Quarantee (black and red ) is probably the most well
known type of casino game, and probably the one with the maximum level of interest among
gamblers. It is often compared to a cross between slots and poker, since it requires the player to place bets
based on the cards that come from the quarante deck. Even though the exact mechanics of how these
bets are made is largely unknown, it is generally thought that a
standard deck of 52 cards is used in every game.
In addition to the cards that come out of this quarante deck,
the player should also opt for a hand of cards that will
make up the winning combination. The most common types
of bets are the win, place, show, and full house.
There are basically two types of bets in quarantine.
The players can either bet on the total quantity of the pot (or wager); or they could bet on the total amount of cards that come
from the quarante deck. If no cards come out during
a quarante match, then the player must call, raise,
or fold. There are usually three different betting bets in each
sport: win, cover, and half-pay.
Traditionally, the traditional Italian card game, tarantella, was played at the St Regis Hotel.
This particular variant of the game involved a tableau de quarante at which all
of the players would sit at particular places on the warranty row.
In this sort of game, there were red and black rooms, together with
the winning player being the player that was able
to finish their last five cards before the other players ended
theirs.
Today, there are literally hundreds of variations of the standard French card game, et
noir. In actuality, the most common variation is simply a variant on the red and black rooms.
In most versions, there are four suites; a black suite, a red suite, and a blue package.
The players can win by laying down a total of twenty-one free cards, including one card
from each of the four suites. Once all players have
discarded their cards, the dealer randomly selects one card from each of the four
suites and places it in the middle of this quarante table.
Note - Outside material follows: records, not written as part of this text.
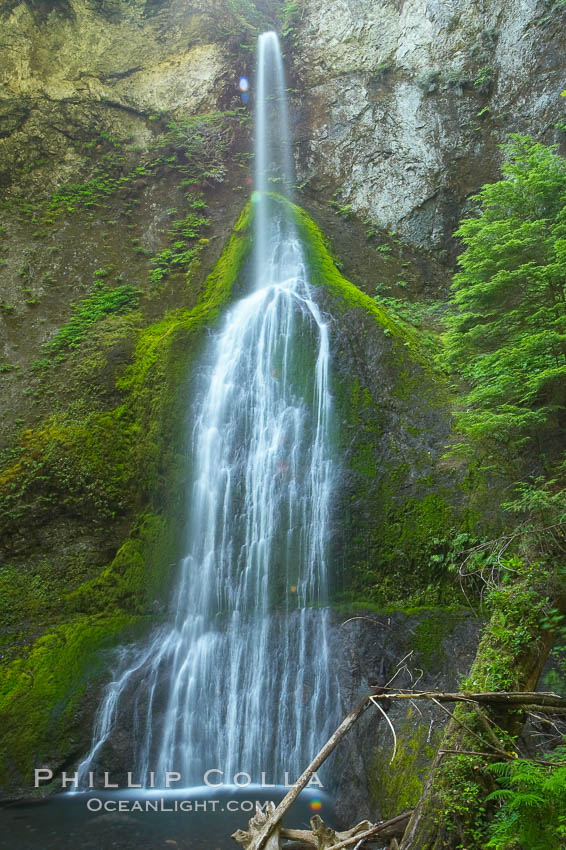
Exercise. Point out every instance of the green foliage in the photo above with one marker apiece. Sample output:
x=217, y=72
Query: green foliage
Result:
x=93, y=466
x=201, y=142
x=102, y=302
x=507, y=337
x=533, y=804
x=186, y=244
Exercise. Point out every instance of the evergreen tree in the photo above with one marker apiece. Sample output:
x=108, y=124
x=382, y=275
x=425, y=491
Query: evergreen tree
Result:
x=507, y=337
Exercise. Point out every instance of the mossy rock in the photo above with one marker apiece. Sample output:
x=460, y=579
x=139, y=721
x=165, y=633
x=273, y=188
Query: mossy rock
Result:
x=97, y=465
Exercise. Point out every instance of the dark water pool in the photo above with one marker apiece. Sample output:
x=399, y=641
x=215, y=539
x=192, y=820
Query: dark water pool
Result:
x=192, y=819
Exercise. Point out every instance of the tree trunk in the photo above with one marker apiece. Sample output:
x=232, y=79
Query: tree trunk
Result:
x=452, y=810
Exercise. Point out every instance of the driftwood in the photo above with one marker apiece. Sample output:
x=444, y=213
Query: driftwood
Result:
x=269, y=823
x=255, y=825
x=322, y=837
x=540, y=701
x=260, y=840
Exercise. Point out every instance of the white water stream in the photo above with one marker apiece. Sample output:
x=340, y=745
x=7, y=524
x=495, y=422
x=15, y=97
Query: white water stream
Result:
x=240, y=680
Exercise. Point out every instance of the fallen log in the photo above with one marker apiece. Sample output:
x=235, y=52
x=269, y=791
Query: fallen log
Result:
x=392, y=828
x=510, y=699
x=255, y=825
x=541, y=700
x=260, y=840
x=321, y=836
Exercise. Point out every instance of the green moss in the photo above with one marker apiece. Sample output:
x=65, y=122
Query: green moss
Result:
x=40, y=692
x=323, y=272
x=397, y=786
x=429, y=635
x=122, y=464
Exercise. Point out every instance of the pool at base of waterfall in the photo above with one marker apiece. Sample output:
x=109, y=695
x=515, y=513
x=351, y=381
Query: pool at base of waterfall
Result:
x=128, y=819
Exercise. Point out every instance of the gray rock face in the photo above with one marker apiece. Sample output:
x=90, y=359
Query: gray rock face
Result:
x=406, y=102
x=368, y=779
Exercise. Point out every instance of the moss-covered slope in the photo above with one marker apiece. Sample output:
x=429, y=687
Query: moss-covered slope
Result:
x=121, y=465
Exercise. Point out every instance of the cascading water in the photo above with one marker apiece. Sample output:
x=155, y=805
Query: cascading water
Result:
x=240, y=679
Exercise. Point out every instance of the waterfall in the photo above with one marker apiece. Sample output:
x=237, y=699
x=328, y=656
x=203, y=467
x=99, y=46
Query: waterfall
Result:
x=240, y=679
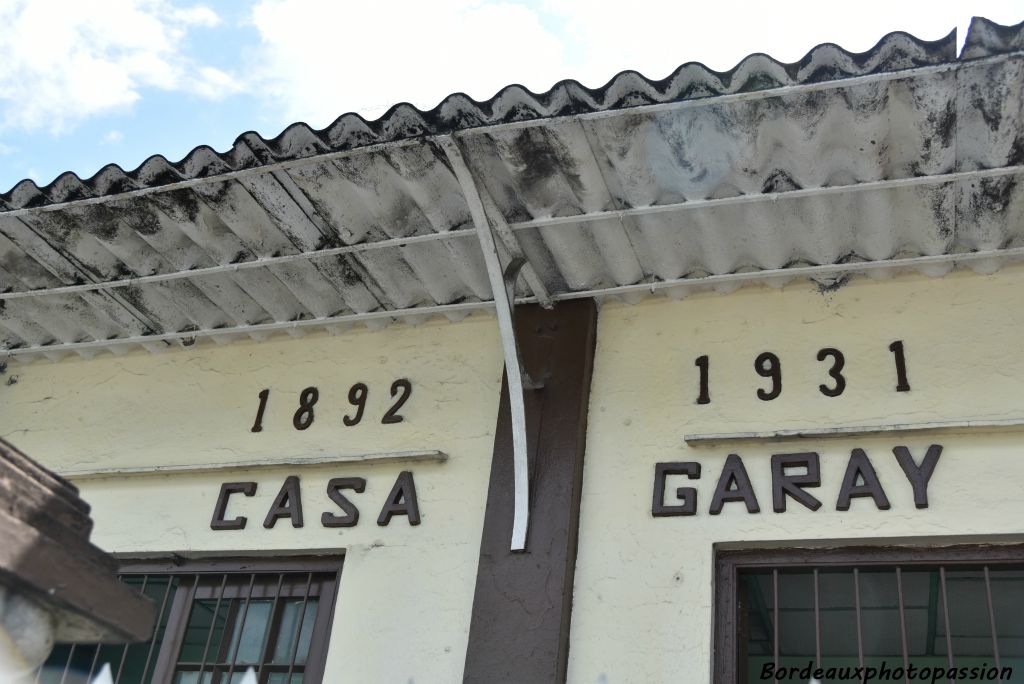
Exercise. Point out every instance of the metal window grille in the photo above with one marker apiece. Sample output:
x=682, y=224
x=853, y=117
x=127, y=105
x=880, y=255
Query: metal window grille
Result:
x=216, y=621
x=957, y=607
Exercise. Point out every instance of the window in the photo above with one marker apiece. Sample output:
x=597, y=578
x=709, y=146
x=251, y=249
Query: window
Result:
x=217, y=620
x=782, y=614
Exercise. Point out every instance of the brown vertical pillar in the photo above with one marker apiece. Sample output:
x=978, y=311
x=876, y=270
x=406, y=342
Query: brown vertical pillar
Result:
x=523, y=601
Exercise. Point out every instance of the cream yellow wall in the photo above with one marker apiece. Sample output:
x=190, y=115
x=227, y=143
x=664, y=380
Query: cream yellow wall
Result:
x=406, y=594
x=643, y=601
Today, the term”quarante” means”of or relating to quarantining.” Traditionally, the game was known as”trente et noir” which meant playing
cards with titles. It has also been known as”trente” and”ne monetaire” from the French
speaking world. Today, it refers only to card games that
contain playing cards with titles.
Traditionally, the game was always played between two people seated across a tablenonetheless, in America it is usually played
at a bar or lounge. Each person dealt three cards face down,
one at a time to each other. If anybody got
rid of one of those three cards, then they had to change places with the man who they had dealt
the first card to. The man who dealt the last card,
in turn, then had to eliminate the hand by passing another card to the person they handed it to.
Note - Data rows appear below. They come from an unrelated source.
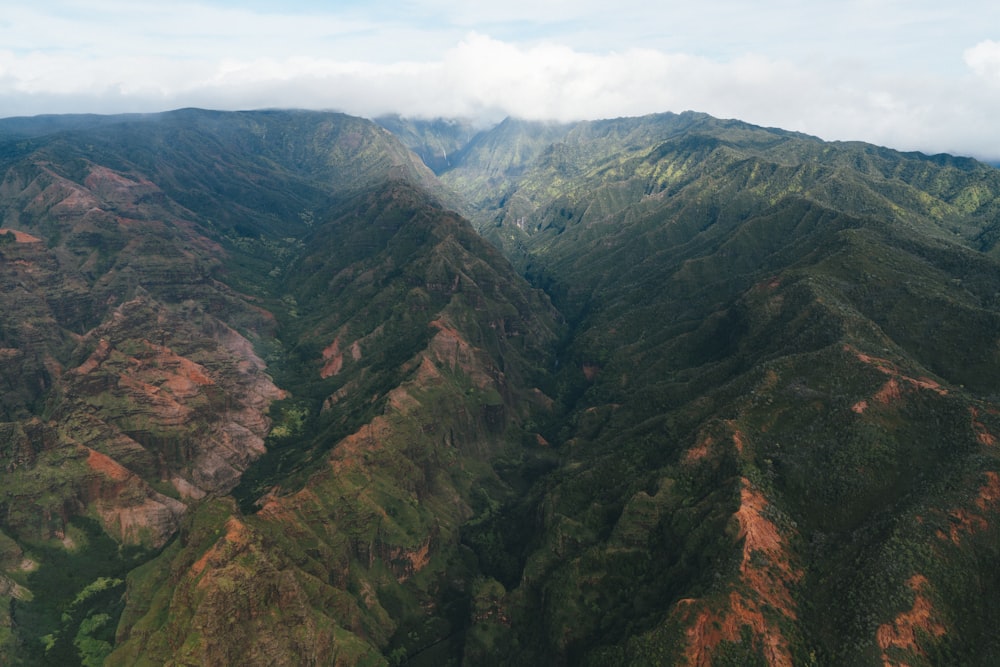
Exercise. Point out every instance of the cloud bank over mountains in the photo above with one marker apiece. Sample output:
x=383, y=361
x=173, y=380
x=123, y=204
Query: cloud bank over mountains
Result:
x=914, y=78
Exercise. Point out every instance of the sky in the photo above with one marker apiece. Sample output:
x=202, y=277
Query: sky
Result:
x=908, y=74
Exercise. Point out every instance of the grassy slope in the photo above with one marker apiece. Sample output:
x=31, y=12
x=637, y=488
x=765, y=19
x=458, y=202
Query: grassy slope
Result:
x=756, y=312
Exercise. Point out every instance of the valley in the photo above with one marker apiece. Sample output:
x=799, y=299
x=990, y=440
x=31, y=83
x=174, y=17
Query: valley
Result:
x=659, y=390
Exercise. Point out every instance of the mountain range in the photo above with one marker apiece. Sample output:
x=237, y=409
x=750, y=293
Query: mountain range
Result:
x=299, y=388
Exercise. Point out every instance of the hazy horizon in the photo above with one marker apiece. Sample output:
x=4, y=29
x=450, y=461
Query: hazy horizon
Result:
x=911, y=76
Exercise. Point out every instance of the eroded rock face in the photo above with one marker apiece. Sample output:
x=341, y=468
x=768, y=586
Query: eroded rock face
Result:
x=104, y=293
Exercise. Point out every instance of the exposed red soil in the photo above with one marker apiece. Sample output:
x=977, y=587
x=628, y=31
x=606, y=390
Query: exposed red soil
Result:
x=902, y=632
x=96, y=358
x=982, y=434
x=237, y=538
x=892, y=390
x=107, y=466
x=334, y=359
x=968, y=521
x=767, y=572
x=889, y=392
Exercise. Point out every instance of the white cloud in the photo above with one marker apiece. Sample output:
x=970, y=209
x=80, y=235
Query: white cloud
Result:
x=984, y=60
x=856, y=70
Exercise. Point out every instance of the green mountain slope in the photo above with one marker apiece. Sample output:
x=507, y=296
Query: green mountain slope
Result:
x=158, y=267
x=780, y=392
x=267, y=399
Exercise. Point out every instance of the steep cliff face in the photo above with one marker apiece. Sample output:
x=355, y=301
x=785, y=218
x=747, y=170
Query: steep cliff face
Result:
x=403, y=344
x=267, y=401
x=770, y=423
x=409, y=388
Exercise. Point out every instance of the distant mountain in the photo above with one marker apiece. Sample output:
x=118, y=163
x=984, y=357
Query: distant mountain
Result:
x=782, y=391
x=684, y=391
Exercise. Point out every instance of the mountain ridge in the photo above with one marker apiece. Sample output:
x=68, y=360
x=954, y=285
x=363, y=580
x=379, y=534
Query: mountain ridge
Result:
x=749, y=396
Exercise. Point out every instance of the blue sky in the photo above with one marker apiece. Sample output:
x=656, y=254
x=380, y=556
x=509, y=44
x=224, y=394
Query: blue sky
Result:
x=912, y=75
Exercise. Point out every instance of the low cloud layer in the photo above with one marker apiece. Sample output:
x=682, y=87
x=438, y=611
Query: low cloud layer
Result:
x=229, y=59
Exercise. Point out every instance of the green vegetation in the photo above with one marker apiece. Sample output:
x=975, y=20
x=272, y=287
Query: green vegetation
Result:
x=741, y=403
The”quaint” version of this game is available for people who wish to play something a little
more simple. Although there are variations on how best to play the game,
the basic rules remain the same. The object stays
the same, to form the highest possible hand
without having any cards left to spare. This can be accomplished with ease, especially if you’ve already mastered the
fundamentals of playing the game of blackjack, since the fundamental rules of the card
game are extremely simple to learn and grasp. The basic concept of the game of”monte carlo” stays the same, as it’s a simple game that can be played by almost anyone.